Worker shortages hit labour-intensive firms hard with acute shortages of truck and delivery drivers as well as skilled trades, says the investment bank. White-collar workers were also hard to find. ASX, Computershare and Accent Group all reported that they were struggling to fill jobs.

UBS noted management at firms across the ASX used their outlook statements to flag that supply chain problems showed no signs of fading in the short term. Several firms, including Wesfarmers, have built up large inventories to weather supply chain issues.

Russia’s invasion of Ukraine, which began after the bulk of reporting had ended, is likely to add to these issues, says Warnes.

“Supply chains issues will lengthen considerably and could disrupt the global economy for years,” he says.

Miners leery of big investments return money to shareholders

As commodity prices hit record highs again, Australian miners scarred from the commodity bust of 2016 are choosing to return cash to shareholders rather than build new mines, says Morningstar mining analyst Jon Mills.

“When the price goes up, supply should go up too. That happened during the last boom in the late 2000s, but when the bust came in 2016, the big miners got into financial strife,” he says.

BHP and Rio Tinto will distribute US$34.5 billion in dividends for 2021, more than half the ASX’s total.

Reluctance to invest will slow new supply for a time and keep upwards pressure on prices, says Mills. However, he believes the lure of super-profits will ultimately prove too strong.

“Capitalism will work its magic and new supply will eventually come online.”

Is Australia’s energy sector breaking out of its rut?

The Australian energy sector’s underperformance relative to global energy stocks may finally be turning after the sector reported the biggest jump in earnings revisions on the ASX.

Consensus forecasts for fiscal 2022 earnings per share were upgraded 20.7%, compared to 1.8% for the broader index, according to UBS data.

Share prices responses were initially mixed with Santos down and Woodside Petroleum up following reports. Russia’s invasion of Ukraine, which occurred days after reporting season ended, has sent the S&P/ASX 200 Energy Index up 11% between since 25 February.

The sector remains the most undervalued under Morningstar coverage.

An end to covid restrictions bodes well

Winding down of Covid-19 restrictions and reopening of borders were cited as reasons for cautious optimism about Australian corporate earnings in fiscal 2022 and 2023, say analysts at UBS and Ausbil.

Management teams struck a cautious tone while remaining hopeful that open borders could ease labour shortages and the end of covid restrictions would add momentum to the economic recovery, said UBS in its review of outlook statements.

“Outlook statements were overwhelming prefixed with the word ‘uncertainty’, with CEOs acknowledging that the rest of 2022 could still be bumpy,” said the bank.

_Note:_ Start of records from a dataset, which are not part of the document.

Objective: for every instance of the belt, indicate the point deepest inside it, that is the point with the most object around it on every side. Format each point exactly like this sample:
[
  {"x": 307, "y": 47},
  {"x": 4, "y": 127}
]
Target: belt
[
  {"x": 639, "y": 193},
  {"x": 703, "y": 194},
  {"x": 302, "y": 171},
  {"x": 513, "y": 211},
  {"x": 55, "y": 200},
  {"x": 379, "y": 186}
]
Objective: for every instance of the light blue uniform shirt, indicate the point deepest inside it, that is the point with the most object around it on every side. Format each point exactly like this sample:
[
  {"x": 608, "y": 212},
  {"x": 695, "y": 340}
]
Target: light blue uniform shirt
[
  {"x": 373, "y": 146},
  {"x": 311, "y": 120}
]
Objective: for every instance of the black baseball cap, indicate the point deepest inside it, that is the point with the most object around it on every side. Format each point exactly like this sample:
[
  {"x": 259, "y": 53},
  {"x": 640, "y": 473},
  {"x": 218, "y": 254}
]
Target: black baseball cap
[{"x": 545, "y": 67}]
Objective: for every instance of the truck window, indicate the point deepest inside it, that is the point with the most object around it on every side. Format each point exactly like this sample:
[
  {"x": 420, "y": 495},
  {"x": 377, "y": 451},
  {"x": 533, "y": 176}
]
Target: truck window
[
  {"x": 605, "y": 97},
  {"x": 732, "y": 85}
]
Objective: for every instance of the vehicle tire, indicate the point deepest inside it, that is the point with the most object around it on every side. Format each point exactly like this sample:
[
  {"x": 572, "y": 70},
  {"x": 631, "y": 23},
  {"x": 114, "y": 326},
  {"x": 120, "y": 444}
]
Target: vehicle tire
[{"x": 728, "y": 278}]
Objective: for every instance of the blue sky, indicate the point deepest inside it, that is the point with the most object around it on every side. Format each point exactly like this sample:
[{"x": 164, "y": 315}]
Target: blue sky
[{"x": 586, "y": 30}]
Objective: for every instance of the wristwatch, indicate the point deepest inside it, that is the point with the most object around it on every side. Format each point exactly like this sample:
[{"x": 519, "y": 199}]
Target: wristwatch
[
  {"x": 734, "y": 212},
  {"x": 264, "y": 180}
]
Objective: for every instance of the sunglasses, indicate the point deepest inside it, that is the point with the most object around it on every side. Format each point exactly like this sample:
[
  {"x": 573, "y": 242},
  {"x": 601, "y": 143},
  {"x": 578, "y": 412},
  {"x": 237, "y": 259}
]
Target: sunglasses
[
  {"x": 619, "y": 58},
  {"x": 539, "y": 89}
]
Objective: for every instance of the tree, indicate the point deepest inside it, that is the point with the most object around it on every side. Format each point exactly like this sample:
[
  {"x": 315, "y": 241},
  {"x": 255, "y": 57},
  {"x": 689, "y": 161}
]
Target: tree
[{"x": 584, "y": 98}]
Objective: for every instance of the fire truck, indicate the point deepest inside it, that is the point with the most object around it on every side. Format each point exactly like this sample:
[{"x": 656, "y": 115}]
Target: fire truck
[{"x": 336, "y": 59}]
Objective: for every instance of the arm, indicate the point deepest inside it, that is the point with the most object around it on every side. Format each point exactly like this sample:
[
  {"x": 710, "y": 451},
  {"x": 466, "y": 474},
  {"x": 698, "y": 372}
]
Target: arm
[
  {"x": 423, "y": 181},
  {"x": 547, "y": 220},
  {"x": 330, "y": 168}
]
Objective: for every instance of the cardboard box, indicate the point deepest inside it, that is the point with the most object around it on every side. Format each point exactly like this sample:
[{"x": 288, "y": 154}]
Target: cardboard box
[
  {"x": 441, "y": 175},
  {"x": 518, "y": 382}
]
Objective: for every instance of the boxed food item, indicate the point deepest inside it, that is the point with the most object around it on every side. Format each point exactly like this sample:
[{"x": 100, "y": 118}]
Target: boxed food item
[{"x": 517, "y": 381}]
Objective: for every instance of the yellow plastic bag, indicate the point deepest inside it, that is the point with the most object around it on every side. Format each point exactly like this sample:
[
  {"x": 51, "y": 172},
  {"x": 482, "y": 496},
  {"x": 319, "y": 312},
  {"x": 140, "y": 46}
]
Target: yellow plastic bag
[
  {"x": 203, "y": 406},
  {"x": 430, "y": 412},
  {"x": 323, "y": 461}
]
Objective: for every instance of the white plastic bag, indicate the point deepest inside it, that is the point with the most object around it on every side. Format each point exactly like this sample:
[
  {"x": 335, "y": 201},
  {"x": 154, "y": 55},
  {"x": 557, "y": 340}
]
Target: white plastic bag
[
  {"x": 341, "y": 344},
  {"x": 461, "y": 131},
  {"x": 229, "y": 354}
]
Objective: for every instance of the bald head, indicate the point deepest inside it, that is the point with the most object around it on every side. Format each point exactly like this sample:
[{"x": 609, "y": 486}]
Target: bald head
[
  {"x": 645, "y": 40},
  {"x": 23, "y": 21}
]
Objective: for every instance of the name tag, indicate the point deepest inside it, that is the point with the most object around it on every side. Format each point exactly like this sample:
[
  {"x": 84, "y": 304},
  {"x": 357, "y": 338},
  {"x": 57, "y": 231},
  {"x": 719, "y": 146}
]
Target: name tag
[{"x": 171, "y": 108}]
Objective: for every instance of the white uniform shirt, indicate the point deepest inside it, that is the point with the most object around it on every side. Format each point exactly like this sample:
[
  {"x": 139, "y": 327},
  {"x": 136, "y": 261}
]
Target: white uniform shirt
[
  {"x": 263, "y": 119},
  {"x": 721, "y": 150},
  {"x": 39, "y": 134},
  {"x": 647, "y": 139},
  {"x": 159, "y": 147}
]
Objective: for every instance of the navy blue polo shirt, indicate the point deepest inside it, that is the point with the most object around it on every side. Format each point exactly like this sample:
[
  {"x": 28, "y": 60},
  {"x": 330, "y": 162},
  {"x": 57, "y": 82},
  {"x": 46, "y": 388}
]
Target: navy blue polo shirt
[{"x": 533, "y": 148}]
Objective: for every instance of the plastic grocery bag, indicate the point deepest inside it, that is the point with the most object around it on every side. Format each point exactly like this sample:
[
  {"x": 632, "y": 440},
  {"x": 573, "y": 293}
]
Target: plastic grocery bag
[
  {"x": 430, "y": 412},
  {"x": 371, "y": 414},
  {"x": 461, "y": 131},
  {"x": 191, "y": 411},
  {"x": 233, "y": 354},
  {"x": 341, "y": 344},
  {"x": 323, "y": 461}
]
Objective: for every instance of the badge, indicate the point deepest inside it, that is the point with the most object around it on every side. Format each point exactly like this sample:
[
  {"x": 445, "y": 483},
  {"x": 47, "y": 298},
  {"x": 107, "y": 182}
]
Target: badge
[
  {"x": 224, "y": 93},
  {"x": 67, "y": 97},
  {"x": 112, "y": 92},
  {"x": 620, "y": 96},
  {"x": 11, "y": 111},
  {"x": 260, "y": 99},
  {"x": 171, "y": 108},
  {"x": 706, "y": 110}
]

Australian businesses across the spectrum should benefit from a growing economy and an end to pandemic restrictions in 2022 and 2023, says Paul Xiradis, chief investment officer at Ausbil. He favours cyclicals, especially those in energy and materials.

But the economic rebound is far from certain

Hopes for a strong economic recovery rest on Australian consumers spending the hundreds of billions in savings stashed in deposit accounts, says Warnes. A more conservative response could undercut any expansion, he cautions.

“The million-dollar question is the sustainability of the economic expansion. The lessons of the last two years around the virus were that it makes consumers more conservative and hold more savings than they once did,” he says.

Warnes says capital preservation is “key” amid the uncertainty, calling the war in Ukraine a “wild card” that could push the Eurozone into recession with implications for the global economy and supply chains.

“Tell me when the last normal six-month period was,” he says. “You need to go back 3 or 4 years. There was the trade war with China, then covid, and now Ukraine. There hasn’t been time to settle. There’s been no place to hide.”